The club managed to secure a play-off Finish with a 3–1 victory against ATK on 22 February 2019 with a game in hand, thanks to Modou Sougou's second hat-trick in the league, which is also a record for having maximum hat-tricks for the Islanders. The 3rd-place finish saw them face off against FC Goa, which resulted in a 5–1 defeat at Home despite Mumbai opening the scoring. They did manage to bounce back and beat Goa in the Away fixture by a scoreline of 1–0, but it wasn't enough hence the islanders could not play in the 2018/19 ISL Final happening in Mumbai Football Arena itself. Even though Mumbai lost in the Play-offs, Arnold Issoko won the DHL Winning Pass of the League Award for his maximum assists (8 assists) in the League and Modou Sougou became joint second goalscorer with 12 Goals. Fan Favorite Amrinder Singh ended the league with most saves and joint highest number of clean sheets (6). With that positive note, on 19 March 2019, the officials of the club confirmed that Head Coach Jorge Costa had extended his stay at the club. The Portuguese signed a one-year extension and would continue to be at the helm for the Islanders until the end of the 2019/20 season.

The next task at hand for Jorge Costa and his side was the 2019 Hero Super Cup with the Islanders drawn to play Chennaiyin FC in the Round of 16 on 29 March at the Kalinga Stadium in Bhubaneshwar. Costa opted to play with an almost all-Indian Squad having Lucian Goian as the only foreign recruit in their ranks. Costa also promoted two highly rated youngsters from their youth ranks, Mohammed Kaif and Nakul Shelke. The team started off promisingly, but failed to capitalise on the chances created and were eliminated from the Super Cup with a 2–0 defeat.

After announcing the departure of club captain Lucian Goian to Chennaiyin FC before the 2019–20 season, MCFC brought in Mato Grgic, Serge Kevyn, Amine Chermiti, Diego Carlos, and Mohamed Larbi, with the first game of the 2019–20 season resulting in a 1–0 win over Kerala Blasters. On 28 November 2019, City Football Group EPL Giants Manchester City's parent company acquired a major stake in Mumbai City FC. This was the first time a top European club had acquired a majority stake of a club in India. There were ups and downs for Jorge Costa's team but injuries to the mainstays of the team hampered MCFC's good run. In the end, they fell short of the final playoff spot by just three points by virtue of losing to Chennaiyin FC.

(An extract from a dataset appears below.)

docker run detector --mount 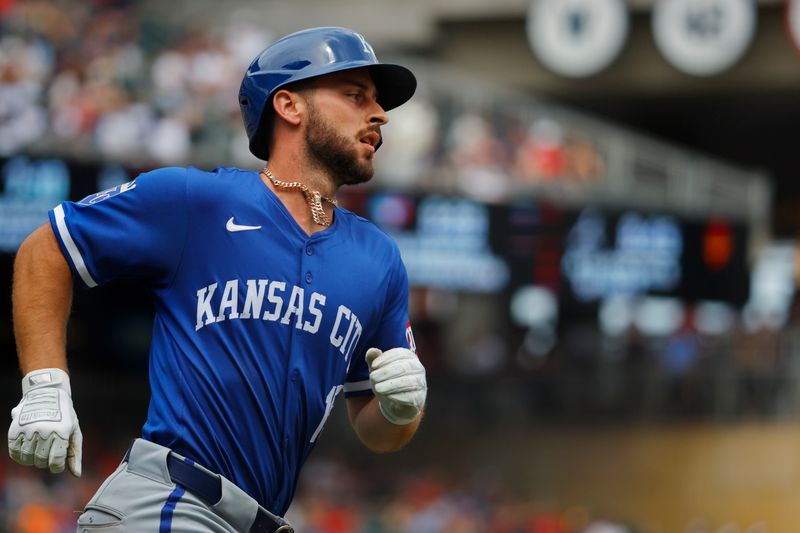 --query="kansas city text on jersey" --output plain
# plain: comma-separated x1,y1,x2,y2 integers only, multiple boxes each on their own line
194,279,362,360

Looking back at the records, the Islanders had registered a record statistic as they had 12 players on the scoresheet who had scored the team's total of 25 goals. Costa's Mumbai City had a reputation for being defensively strong and lethal on the counter-attack. It became the first team to do a league double over Bengaluru FC in ISL history and did not lose to them in the two years Costa was at the helm. After finishing fifth, and with the City Football Group ownership coming into full effect, Jorge Costa's reign at the club came to an end.

Acquisition by CFG and success under Sergio Lobera (2020–2021) 

After several months of anticipation, the City Football Group's acquisition of the club came into full effect. Under the new ownership, the club decided to kickstart a new era at the club and signed the former FC Goa coach Sergio Lobera as manager.  The club signed Hugo Boumous from FC Goa, after paying a release clause of ₹1.6 crores, a record fee in Indian football. Along with Boumous, they signed some core players from Goa including Fall, Jahou, Mandar Rao and Jackichand.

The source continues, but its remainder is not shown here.